Improving Adversarial Transferability via Model Alignment

TL;DR

This paper proposes a model alignment technique that fine-tunes a source neural network to better mimic a witness model, thereby enhancing the transferability of adversarial attacks across different models.

Contribution

The paper introduces a novel model alignment method that improves adversarial transferability by minimizing divergence between source and witness model predictions.

Findings

Aligned models produce more transferable adversarial perturbations.

Model alignment significantly increases attack success rates across architectures.

Geometric analysis reveals changes in the loss landscape due to alignment.

Abstract

Neural networks are susceptible to adversarial perturbations that are transferable across different models. In this paper, we introduce a novel model alignment technique aimed at improving a given source model's ability in generating transferable adversarial perturbations.
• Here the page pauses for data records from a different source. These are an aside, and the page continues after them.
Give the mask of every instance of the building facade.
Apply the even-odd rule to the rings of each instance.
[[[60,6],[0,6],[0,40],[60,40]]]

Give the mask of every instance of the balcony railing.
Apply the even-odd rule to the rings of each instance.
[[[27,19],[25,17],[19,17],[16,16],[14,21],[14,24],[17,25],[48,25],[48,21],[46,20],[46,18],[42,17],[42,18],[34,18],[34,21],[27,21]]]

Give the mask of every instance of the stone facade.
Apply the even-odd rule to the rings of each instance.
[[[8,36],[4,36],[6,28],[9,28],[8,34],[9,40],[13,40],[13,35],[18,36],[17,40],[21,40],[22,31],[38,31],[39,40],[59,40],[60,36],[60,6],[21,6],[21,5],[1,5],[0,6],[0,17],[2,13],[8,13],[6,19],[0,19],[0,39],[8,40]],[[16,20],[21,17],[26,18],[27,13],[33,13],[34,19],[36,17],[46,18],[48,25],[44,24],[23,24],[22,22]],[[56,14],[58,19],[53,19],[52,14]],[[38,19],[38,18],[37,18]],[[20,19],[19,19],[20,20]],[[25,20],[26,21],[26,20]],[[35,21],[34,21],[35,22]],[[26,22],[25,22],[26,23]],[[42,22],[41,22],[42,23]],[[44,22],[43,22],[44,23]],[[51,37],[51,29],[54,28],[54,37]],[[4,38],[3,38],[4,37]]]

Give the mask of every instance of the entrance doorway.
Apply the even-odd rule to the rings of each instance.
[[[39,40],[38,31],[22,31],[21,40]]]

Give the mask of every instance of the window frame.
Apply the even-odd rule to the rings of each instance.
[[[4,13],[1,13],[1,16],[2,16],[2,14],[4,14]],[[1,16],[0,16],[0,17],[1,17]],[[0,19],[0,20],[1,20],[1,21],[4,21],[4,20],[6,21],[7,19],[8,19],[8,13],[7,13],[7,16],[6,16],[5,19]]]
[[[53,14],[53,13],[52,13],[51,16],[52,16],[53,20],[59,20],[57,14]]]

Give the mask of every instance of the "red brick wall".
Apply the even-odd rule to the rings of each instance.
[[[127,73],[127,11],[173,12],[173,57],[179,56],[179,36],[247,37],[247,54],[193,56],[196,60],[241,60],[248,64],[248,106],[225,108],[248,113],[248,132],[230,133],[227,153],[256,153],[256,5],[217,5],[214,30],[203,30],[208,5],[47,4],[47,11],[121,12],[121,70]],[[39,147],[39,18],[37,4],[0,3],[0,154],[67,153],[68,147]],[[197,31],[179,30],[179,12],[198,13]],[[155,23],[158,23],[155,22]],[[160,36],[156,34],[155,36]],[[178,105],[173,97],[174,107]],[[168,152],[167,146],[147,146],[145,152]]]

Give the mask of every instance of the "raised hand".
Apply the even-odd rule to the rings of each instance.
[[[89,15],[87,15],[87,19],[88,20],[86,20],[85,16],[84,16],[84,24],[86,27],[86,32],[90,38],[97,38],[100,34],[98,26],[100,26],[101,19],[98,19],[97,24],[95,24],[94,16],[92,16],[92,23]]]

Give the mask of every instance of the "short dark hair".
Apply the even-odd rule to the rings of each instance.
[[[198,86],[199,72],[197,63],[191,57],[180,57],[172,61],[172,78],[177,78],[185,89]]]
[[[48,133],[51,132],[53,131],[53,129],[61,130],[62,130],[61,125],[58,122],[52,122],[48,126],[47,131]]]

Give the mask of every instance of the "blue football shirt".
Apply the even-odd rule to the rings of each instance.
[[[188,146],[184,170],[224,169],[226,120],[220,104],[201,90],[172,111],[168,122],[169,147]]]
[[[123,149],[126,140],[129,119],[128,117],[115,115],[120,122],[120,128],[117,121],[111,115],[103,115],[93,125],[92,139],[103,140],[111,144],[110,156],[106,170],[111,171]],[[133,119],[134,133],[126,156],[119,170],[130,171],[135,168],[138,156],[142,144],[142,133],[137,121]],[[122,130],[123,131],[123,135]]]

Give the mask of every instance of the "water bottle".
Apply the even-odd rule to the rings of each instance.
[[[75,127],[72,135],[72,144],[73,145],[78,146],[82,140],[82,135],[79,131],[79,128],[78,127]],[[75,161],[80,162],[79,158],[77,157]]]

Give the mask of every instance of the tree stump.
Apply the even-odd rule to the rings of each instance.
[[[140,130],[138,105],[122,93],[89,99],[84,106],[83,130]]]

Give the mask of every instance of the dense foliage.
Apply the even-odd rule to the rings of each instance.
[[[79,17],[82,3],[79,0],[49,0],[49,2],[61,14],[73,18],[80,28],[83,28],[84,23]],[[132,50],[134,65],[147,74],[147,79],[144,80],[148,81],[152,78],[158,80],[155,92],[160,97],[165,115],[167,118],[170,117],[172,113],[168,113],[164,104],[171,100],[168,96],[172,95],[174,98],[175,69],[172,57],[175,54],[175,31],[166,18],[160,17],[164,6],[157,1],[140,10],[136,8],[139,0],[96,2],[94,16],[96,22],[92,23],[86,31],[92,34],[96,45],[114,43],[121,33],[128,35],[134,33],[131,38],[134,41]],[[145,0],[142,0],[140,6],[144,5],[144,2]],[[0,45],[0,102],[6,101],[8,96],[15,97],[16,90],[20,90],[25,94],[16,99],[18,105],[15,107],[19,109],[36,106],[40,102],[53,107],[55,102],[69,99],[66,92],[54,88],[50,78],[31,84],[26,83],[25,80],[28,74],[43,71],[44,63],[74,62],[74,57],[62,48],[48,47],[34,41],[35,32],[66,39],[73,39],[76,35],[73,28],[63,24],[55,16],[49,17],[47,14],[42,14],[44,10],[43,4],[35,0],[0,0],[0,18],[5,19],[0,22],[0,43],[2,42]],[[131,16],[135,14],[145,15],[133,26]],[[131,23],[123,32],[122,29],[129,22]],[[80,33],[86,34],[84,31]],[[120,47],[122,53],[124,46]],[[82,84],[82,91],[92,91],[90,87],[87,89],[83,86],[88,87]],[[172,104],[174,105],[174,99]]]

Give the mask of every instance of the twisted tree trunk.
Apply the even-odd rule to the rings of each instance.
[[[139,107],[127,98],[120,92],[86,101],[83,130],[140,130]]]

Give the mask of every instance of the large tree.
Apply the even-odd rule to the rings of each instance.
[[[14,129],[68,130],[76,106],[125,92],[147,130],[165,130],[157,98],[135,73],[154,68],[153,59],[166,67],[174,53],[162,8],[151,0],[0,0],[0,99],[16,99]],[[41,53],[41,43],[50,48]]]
During the alignment process, the parameters of the source model are fine-tuned to minimize an alignment loss. This loss measures the divergence in the predictions between the source model and another, independently trained model, referred to as the witness model. To understand the effect of model alignment, we conduct a geometric analysis of the resulting changes in the loss landscape. Extensive experiments on the ImageNet dataset, using a variety of model architectures, demonstrate that perturbations generated from aligned source models exhibit significantly higher transferability than those from the original source model.